Clearly, this generation of teenage men is also spending hours staring and dreaming, nearly all of them now in front of a computer screen rather than a magazine page. That is one reason why Playboy said it was dispensing with its nudes. Nudity was no longer contraband. Any kid could find it on the Internet, and it would be far more graphic than anything Playboy would dare publish. But somehow, nostalgist that I am, Internet porn isn’t quite the same thing. Playboy founder Hugh Hefner gave us a world of sexual sophistication – of dry martinis, jazz, convertibles, and languor. He provided us with an urban dream world with dream girls. When you thought of them, you thought of the process of seduction, which was another way in which Playboy became a primer; the magazine was dedicated to delineating that process. This wasn’t just sex we imagined when we saw those nude women. It was fulfillment.

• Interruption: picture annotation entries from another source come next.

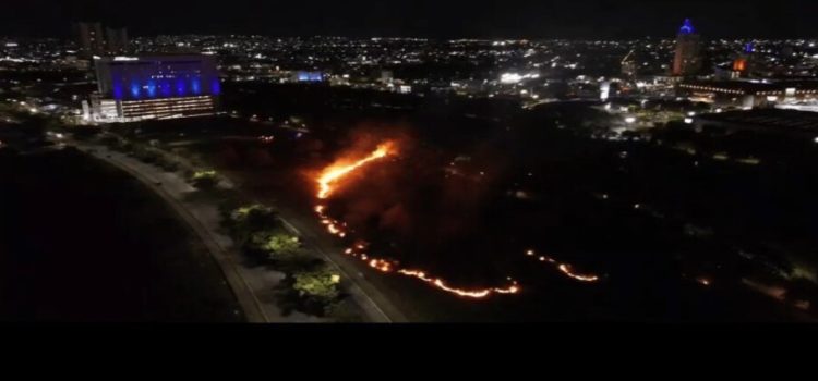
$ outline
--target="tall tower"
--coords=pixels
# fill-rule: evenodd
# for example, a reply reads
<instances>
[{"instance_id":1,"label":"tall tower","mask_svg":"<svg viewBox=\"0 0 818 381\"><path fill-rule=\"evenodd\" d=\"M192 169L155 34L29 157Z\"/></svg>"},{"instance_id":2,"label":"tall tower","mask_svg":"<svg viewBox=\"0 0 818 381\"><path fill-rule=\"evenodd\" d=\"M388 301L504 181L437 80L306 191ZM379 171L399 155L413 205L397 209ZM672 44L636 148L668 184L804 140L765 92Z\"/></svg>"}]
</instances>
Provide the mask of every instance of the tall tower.
<instances>
[{"instance_id":1,"label":"tall tower","mask_svg":"<svg viewBox=\"0 0 818 381\"><path fill-rule=\"evenodd\" d=\"M636 71L639 65L636 62L636 50L630 50L625 58L622 59L622 75L625 78L633 79L636 77Z\"/></svg>"},{"instance_id":2,"label":"tall tower","mask_svg":"<svg viewBox=\"0 0 818 381\"><path fill-rule=\"evenodd\" d=\"M701 45L690 19L685 19L676 36L676 54L673 59L673 75L695 75L701 70Z\"/></svg>"},{"instance_id":3,"label":"tall tower","mask_svg":"<svg viewBox=\"0 0 818 381\"><path fill-rule=\"evenodd\" d=\"M99 54L105 50L103 25L99 23L76 23L76 35L80 50L85 56Z\"/></svg>"},{"instance_id":4,"label":"tall tower","mask_svg":"<svg viewBox=\"0 0 818 381\"><path fill-rule=\"evenodd\" d=\"M111 53L128 49L128 30L125 28L108 27L105 29L105 38L108 51Z\"/></svg>"}]
</instances>

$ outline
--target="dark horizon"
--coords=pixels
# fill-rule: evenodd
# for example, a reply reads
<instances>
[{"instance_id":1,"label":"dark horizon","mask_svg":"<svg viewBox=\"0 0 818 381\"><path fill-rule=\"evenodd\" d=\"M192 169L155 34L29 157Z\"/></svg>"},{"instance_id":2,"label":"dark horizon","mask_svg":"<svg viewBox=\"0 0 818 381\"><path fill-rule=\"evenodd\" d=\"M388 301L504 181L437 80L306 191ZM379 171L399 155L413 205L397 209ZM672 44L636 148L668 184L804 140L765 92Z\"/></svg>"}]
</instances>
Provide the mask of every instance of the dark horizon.
<instances>
[{"instance_id":1,"label":"dark horizon","mask_svg":"<svg viewBox=\"0 0 818 381\"><path fill-rule=\"evenodd\" d=\"M69 37L71 23L99 21L132 36L237 34L424 38L630 39L672 37L686 17L707 38L814 38L818 4L727 0L489 0L394 3L353 0L194 2L29 0L5 5L0 35Z\"/></svg>"}]
</instances>

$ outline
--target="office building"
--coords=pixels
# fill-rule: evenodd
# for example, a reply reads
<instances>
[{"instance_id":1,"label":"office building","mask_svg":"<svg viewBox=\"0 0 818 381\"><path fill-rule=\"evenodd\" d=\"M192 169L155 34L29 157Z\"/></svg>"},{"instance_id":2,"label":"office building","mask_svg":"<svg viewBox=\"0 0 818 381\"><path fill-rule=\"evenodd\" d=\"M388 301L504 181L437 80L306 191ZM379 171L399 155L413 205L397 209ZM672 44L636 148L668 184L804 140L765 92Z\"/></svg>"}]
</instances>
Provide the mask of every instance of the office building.
<instances>
[{"instance_id":1,"label":"office building","mask_svg":"<svg viewBox=\"0 0 818 381\"><path fill-rule=\"evenodd\" d=\"M701 41L690 19L686 19L676 36L672 74L691 76L701 70Z\"/></svg>"},{"instance_id":2,"label":"office building","mask_svg":"<svg viewBox=\"0 0 818 381\"><path fill-rule=\"evenodd\" d=\"M91 119L132 122L216 113L221 84L212 56L106 57L95 60L98 93Z\"/></svg>"}]
</instances>

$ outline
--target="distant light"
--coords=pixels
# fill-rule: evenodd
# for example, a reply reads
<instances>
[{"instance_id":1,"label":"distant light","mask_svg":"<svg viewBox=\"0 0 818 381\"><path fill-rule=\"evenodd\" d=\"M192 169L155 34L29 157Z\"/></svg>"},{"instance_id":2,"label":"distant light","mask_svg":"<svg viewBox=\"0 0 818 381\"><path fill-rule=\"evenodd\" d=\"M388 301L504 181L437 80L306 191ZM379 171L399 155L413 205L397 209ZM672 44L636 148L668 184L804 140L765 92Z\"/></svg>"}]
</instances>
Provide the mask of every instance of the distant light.
<instances>
[{"instance_id":1,"label":"distant light","mask_svg":"<svg viewBox=\"0 0 818 381\"><path fill-rule=\"evenodd\" d=\"M500 82L503 84L516 84L520 81L522 81L522 75L517 73L503 73L503 75L500 76Z\"/></svg>"},{"instance_id":2,"label":"distant light","mask_svg":"<svg viewBox=\"0 0 818 381\"><path fill-rule=\"evenodd\" d=\"M681 34L681 35L691 35L694 32L695 32L695 29L693 27L693 22L690 21L690 19L685 19L684 24L678 29L678 34Z\"/></svg>"}]
</instances>

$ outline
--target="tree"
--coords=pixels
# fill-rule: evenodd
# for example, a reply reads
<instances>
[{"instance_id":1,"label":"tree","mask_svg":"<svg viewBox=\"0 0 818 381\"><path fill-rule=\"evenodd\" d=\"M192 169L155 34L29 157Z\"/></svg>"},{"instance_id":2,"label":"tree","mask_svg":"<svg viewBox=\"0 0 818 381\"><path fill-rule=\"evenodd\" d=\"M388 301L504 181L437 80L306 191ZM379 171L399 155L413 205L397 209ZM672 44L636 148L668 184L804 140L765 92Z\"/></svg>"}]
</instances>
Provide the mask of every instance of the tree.
<instances>
[{"instance_id":1,"label":"tree","mask_svg":"<svg viewBox=\"0 0 818 381\"><path fill-rule=\"evenodd\" d=\"M301 242L293 235L262 231L252 233L246 246L253 250L265 251L276 257L286 257L298 254Z\"/></svg>"},{"instance_id":2,"label":"tree","mask_svg":"<svg viewBox=\"0 0 818 381\"><path fill-rule=\"evenodd\" d=\"M200 189L209 189L218 184L218 179L216 177L216 171L196 171L193 173L191 182L193 186Z\"/></svg>"},{"instance_id":3,"label":"tree","mask_svg":"<svg viewBox=\"0 0 818 381\"><path fill-rule=\"evenodd\" d=\"M273 208L261 204L234 209L230 213L230 220L238 232L245 234L274 229L278 225L278 216Z\"/></svg>"},{"instance_id":4,"label":"tree","mask_svg":"<svg viewBox=\"0 0 818 381\"><path fill-rule=\"evenodd\" d=\"M323 265L310 271L293 274L296 283L292 285L300 296L328 304L339 295L340 275L329 266Z\"/></svg>"},{"instance_id":5,"label":"tree","mask_svg":"<svg viewBox=\"0 0 818 381\"><path fill-rule=\"evenodd\" d=\"M324 316L337 323L363 322L360 311L349 300L337 300L324 307Z\"/></svg>"}]
</instances>

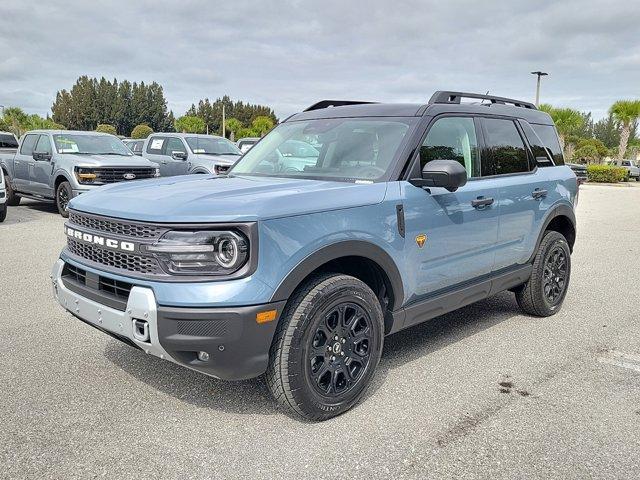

Still, the forbiddeness of it, the secretiveness of it, the way in which Playboy was a portal into the taboo was an excitement in every boy’s life. By closing it, Playboy has acknowledged not only that no one, not even teenage boys, needs a portal now, but also that the nudes and the whole fantasy that went with them are an anachronism at a time when kids hook up rather than seduce. Those Playmates belong to a more innocent time when sex was mysterious, even romantic – a time when boys knew virtually nothing about girls. We are long past that age now, and many of us will think of those Playmates with nostalgia and regret while future generations will never know the guilty thrill they gave us.